Sydney University Students call for Israeli Uni Boycott

  Students call for Israeli uni boycott

 

SYDNEY University’s student representative council has called for the academic institution to cut ties with at least one Israeli university, in a move likely to reignite fierce debate over proposed academic boycotts of the Jewish state.

At what one SRC member, Patrick Massarani, described as a sometimes ugly debate on Wednesday night, the council passed resolutions that among other things called for all academic co-operation to be cut with Technion University in Haifa.

Mr Massarani, a fellow on the university Senate who also sits on the SRC, said the meeting degenerated into name-calling and vilification, and that he had spoken against the motion. “I said it was our duty to cherish academic freedom,” Mr Massarani said.

The Sydney University SRC motion against Technion, a university established in 1912, which specialises in the sciences, medicine, engineering and technology, follows similar campaigns at universities overseas including Cornell in the US and McGill in Canada.

Campaigners claim Technion works closely with the Israeli government and military, and weapons manufacturers in Israel.

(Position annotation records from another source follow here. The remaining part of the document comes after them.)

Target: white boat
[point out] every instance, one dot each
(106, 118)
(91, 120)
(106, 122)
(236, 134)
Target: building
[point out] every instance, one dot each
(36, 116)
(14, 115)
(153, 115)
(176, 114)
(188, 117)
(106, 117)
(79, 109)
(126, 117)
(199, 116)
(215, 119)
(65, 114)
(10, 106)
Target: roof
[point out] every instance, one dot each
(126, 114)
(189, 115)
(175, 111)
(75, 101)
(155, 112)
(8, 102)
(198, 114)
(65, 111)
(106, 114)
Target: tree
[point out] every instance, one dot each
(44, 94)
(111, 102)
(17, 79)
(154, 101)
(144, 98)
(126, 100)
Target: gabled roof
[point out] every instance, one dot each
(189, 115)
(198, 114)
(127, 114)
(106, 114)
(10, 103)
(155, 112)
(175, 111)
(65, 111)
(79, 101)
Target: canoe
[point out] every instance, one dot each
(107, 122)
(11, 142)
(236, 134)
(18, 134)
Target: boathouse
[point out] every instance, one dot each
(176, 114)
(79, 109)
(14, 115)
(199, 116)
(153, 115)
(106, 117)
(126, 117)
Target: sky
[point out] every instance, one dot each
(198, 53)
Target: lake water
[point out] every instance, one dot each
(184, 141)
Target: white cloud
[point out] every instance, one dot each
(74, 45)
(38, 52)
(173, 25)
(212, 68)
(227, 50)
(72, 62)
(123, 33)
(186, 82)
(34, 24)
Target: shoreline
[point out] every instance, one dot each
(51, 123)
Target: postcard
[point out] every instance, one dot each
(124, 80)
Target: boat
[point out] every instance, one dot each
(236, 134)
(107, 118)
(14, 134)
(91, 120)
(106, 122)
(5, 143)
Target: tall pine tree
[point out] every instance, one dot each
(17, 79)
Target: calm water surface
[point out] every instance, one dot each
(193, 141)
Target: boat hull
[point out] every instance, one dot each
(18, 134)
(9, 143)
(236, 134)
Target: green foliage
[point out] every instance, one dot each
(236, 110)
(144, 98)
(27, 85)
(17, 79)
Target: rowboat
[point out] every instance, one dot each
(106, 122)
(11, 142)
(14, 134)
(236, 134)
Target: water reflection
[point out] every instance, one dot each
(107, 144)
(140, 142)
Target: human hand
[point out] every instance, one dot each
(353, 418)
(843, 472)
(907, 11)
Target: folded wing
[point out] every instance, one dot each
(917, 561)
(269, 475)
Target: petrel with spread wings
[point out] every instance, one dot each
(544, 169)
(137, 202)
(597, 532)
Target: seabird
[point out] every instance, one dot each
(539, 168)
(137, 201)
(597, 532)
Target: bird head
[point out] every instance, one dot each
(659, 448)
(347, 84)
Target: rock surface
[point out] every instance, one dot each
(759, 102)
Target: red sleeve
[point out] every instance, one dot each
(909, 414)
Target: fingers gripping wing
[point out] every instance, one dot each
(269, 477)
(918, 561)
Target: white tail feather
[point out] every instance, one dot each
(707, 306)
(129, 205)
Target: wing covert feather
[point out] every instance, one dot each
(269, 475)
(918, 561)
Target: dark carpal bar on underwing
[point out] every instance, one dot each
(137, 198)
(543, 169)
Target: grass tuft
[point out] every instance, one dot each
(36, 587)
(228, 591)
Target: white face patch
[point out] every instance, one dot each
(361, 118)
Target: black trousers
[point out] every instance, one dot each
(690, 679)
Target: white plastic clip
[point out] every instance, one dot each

They claim that drones, tanks and other military hardware have been built using research from Technion and used against Palestinians.

The SRC’s move is a boost for Jake Lynch, the director of the university’s Centre for Peace and Conflict Studies, and his promotion of the international Boycott, Divestment, Sanctions campaign against Israel.

Professor Lynch last night hailed the move by the SRC, claiming that Technion University, apart from assisting Israeli weapons production, had done work for the Israeli department of foreign affairs on public diplomacy to develop strategies to deflect attention from Israel’s treatment of Palestinians.

Professor Lynch said that if Sydney University academics co-operated with Technion, “they risk condoning and in a sense internalising” such alleged anti-Palestinian practices.

Government and Coalition frontbenchers have opposed Professor Lynch’s BDS campaign, with opposition foreign affairs spokeswoman Julie Bishop saying academic units that support BDS should not be given federal research grants.

But Professor Lynch last night said this would be a mockery of free speech, noting Tony Abbott had recently said the role of academic institutions was to “speak truth to power.”

The chief executive officer of the NSW Jewish Board of Deputies, Vic Alhadeff, described the passing of the SRC motion as “an exercise in empty symbolism and immature spite”.

“It will do nothing to advance Palestinian statehood,” he said. “Trying to shut down collaborative research between universities in the areas of science and medicine is immoral. It can only exacerbate the conflict.”